Various types of deep learning algorithms are in use today in research. They include convolutional neural networks (CNN), deep neural network (DNN), deep belief network (DBN), deep autoencoder (dA), deep conventional extreme machine learning (DC-ELM), deep Boltzmann machine (DBM), recurrent neural network (RNN) and its variants like BLSTM and MDLATM, etc.


Modern deep learning methods have a high dependency on the quality and amount of training data. Therefore, the sheer amount of required training data is very high compared to conventional machine learning methods. Recent deep learning applications in brain MRI learned models from more than 1.2 million training data and the quality of the deep learning methods directly relies on the number and quality of training data samples. This is one of the biggest hurdles of deep learning research in medical imaging.

Many deep learning methods belong to the supervised approach. Therefore, they require manual labeling. Labeling thousands of imaging data is cumbersome. On top of that, inter and intraobserver variability also needs to be considered, making the labeling procedure even more problematic.

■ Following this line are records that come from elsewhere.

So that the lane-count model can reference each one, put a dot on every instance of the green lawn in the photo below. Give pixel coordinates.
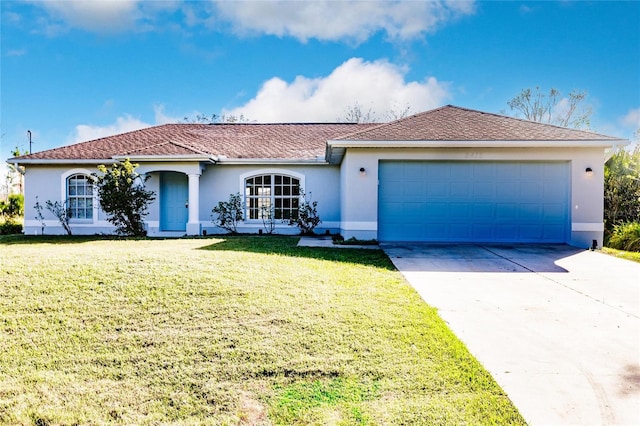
(245, 330)
(629, 255)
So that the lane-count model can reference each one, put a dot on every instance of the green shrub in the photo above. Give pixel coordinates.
(626, 236)
(13, 207)
(229, 213)
(307, 217)
(10, 227)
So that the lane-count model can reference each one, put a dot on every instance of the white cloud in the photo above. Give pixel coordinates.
(632, 119)
(126, 123)
(100, 16)
(321, 19)
(17, 52)
(161, 117)
(335, 20)
(377, 86)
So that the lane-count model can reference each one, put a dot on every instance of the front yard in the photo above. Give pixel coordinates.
(249, 330)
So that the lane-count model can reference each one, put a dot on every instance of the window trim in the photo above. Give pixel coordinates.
(261, 172)
(64, 191)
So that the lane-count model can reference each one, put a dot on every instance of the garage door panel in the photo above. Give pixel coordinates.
(460, 210)
(473, 201)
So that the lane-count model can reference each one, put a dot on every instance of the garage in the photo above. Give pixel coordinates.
(474, 201)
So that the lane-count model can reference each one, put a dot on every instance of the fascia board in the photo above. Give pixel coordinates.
(479, 144)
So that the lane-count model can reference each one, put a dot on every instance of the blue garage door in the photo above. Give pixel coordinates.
(477, 201)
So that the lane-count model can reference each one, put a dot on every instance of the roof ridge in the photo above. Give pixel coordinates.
(343, 137)
(525, 120)
(181, 145)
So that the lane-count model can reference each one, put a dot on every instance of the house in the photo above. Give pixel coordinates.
(446, 175)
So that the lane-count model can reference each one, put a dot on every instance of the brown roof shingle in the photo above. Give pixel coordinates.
(451, 123)
(295, 141)
(308, 141)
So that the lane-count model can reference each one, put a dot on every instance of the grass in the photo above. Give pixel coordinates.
(246, 330)
(629, 255)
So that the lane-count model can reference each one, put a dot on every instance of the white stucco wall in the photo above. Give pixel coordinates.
(320, 182)
(216, 182)
(359, 197)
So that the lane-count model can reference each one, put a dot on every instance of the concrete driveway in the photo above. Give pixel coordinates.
(557, 327)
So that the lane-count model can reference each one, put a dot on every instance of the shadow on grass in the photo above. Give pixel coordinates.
(60, 239)
(287, 246)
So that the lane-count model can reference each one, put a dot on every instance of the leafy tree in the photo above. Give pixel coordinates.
(307, 218)
(62, 211)
(552, 108)
(123, 197)
(622, 188)
(229, 213)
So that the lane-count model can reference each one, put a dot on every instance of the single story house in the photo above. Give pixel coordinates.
(446, 175)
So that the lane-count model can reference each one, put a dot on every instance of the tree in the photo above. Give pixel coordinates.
(123, 197)
(552, 108)
(229, 213)
(307, 217)
(356, 114)
(215, 118)
(622, 188)
(15, 176)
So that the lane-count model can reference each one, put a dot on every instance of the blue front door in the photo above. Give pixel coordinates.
(174, 199)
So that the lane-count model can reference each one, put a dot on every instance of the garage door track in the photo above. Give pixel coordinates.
(557, 327)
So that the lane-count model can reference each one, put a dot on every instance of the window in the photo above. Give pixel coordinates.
(80, 196)
(279, 194)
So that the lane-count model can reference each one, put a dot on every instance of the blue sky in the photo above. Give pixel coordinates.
(78, 70)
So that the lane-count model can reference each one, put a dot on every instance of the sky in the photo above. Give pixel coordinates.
(72, 71)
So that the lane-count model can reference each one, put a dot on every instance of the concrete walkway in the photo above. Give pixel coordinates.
(557, 327)
(327, 241)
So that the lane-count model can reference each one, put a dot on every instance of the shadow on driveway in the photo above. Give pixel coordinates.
(479, 257)
(557, 327)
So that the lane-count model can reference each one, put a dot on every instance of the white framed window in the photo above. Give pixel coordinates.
(271, 194)
(79, 196)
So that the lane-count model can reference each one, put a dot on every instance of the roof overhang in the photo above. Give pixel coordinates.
(271, 161)
(336, 148)
(166, 158)
(56, 161)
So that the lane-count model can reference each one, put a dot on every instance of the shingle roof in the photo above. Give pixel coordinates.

Another major issue related to sample size is the lack of balance in comparison groups such as the normal control group and the diseased group. Ideally, deep learning algorithms require an equal number of samples in the comparison groups. If there is a big imbalance between the comparison groups, the deep learning algorithm can not be able to fully learn the under-represented group.

Deep learning is a flexible modeling approach to learn an inherent representation of the input data. It can optimize a loss function to find millions of weights that can best explain the input training data. Therefore, it is very difficult to interpret how certain weights contribute to the final model. In some cases, we are left with a black box that performs the given task really well. In traditional machine learning, on the other hand, we can quantify how each semantic feature contributes to the final model and better understand or even improve the model as necessary. However, for deep learning, we cannot say the n-th weight in the j-th layer has a strong link with the final outcome. Such interpretability is largely lacking in deep learning.

Data interoperability and data privacy policies are other major barriers to be resolved before introducing deep learning methods in radiological practice. For instance, HIPAA provides legal rights to patients regarding their personally identifiable information and establishes obligations for healthcare providers to restrict or protect its use or disclosure.

Let’s sum up. Deep learning technology applied to medical imaging is the most disruptive technology that radiology has seen since the advent of digital imaging. Most researchers believe that within the next 15 years, deep learning-based applications will take over humans, and not only will most of the diagnosis be performed by intelligent machines but will also help predict disease, prescribe medicine, and guide in treatment.